As you know, Mitt Romney gave a foreign policy speech yesterday, and it isn’t getting great reviews except among the ultra-right wingers. Dakinkat wrote about it yesterday afternoon. This story is a few days old, but I wanted to call attention to it because it didn’t get a whole lot of coverage. During the debate last Wednesday, Romney made some (inaccurate, natch) remarks about Spain that caused some outrage over there. Here’s what he said:
“Spain spends 42 percent of their total economy on government. We’re now spending 42 percent of our economy on government. I don’t want to go down the path of Spain. I want to put more Americans to work.”

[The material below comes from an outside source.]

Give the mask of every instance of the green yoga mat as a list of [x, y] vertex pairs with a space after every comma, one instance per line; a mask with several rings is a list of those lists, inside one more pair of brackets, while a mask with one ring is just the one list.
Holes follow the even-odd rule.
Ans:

That did not go over well in Spain, where it was seen as on a par with the bumbling, insulting remarks Romney made when he was in Great Britain for the Olympics. Some reactions:
Fox News Latino: Mitt Romney Spain Jab Adds to Foreign Policy Woes
It has become apparent to some that Mitt Romney is in need of a crash course in Diplomacy 101.
He irritated Britons and Palestinians during a summer tour abroad and has declared Russia to be America’s No. 1 geopolitical foe. Just last week, the Republican candidate, who plans a foreign policy speech Monday, raised eyebrows in Spain by holding it up as a prime example of government spending run amok.
That left Spaniards confused, and threatened to reinforce Romney’s perceived handicap in international affairs….
Spanish reaction to Romney was swift.
“What I see is ignorance of what is reality, but especially of the potential of the Spanish economy,” said Deputy Prime Minister Soraya Saenz de Santamaria.
Maria Dolores Cospedal, leader of Spanish Prime Minister Mariano Rajoy’s Popular Party, noted that “Spain is not on fire from all sides like some on the outside have suggested.” Foreign Minister Jose Manuel Garcia Margallo called it “very unfortunate that other countries should be put up as examples” when the facts are skewed.
At HuffPo, former Clinton economic adviser Laura Tyson corrected Romney’s inaccuracies:
Mitt Romney made a wildly inaccurate claim during Wednesday’s presidential debate, and Laura Tyson, a former top economic adviser to President Bill Clinton, is calling him out….
But according to Romney’s campaign website, government spending accounted for only 24 percent of gross domestic product last year. The nonpartisan Congressional Budget Office says that government spending is 23 percent of GDP.
“I have no idea where that number came from,” Tyson, a professor at the University of California at Berkeley, told The Huffington Post after the debate. “That is certainly not a number that is consistent with the facts.”
Tyson said she couldn’t tell whether Romney said it “knowing it was wrong” or whether he “mixed the numbers up in his head.” But nonetheless, she said, “It’s clearly wrong.”
Tyson added that when it comes to taxes, “we’re not anywhere near countries like Spain.”
The Boston Globe reports that as many as 13,000 people may have gotten tainted steroid injections from a Framingham, MA pharmacy and could be at risk of getting meningitis.
US health officials on Monday said that 13,000 patients in 23 states, including Connecticut, Rhode Island, and New Hampshire, have been injected with a potentially tainted steroid treatment made by a Framingham pharmacy, more information can be found here and linked to a national outbreak of meningitis.
The US Centers for Disease Control and Prevention gave its sweeping estimate of the reach of the crisis as it reported 14 new cases of the disease, and another death in Tennessee, which appears to be the hardest hit among the states where the rare and serious form of fungal meningitis has been confirmed.
“We know that 13,000 people received the injection,” said Jamila Jones, a public affairs specilialist for the CDC in Atlanta. “They received it at facilities across the country. They are at risk.”
So far, 105 cases and eight deaths have been confirmed nationally, the agency said.
The steroid, called methylprednisolone acetate, was made by New England Compounding Center in Framingham, which voluntarily ceased operations Oct. 3 amid a widening probe of the treatment and its use at dozens of health care facilities from New Hampshire to California.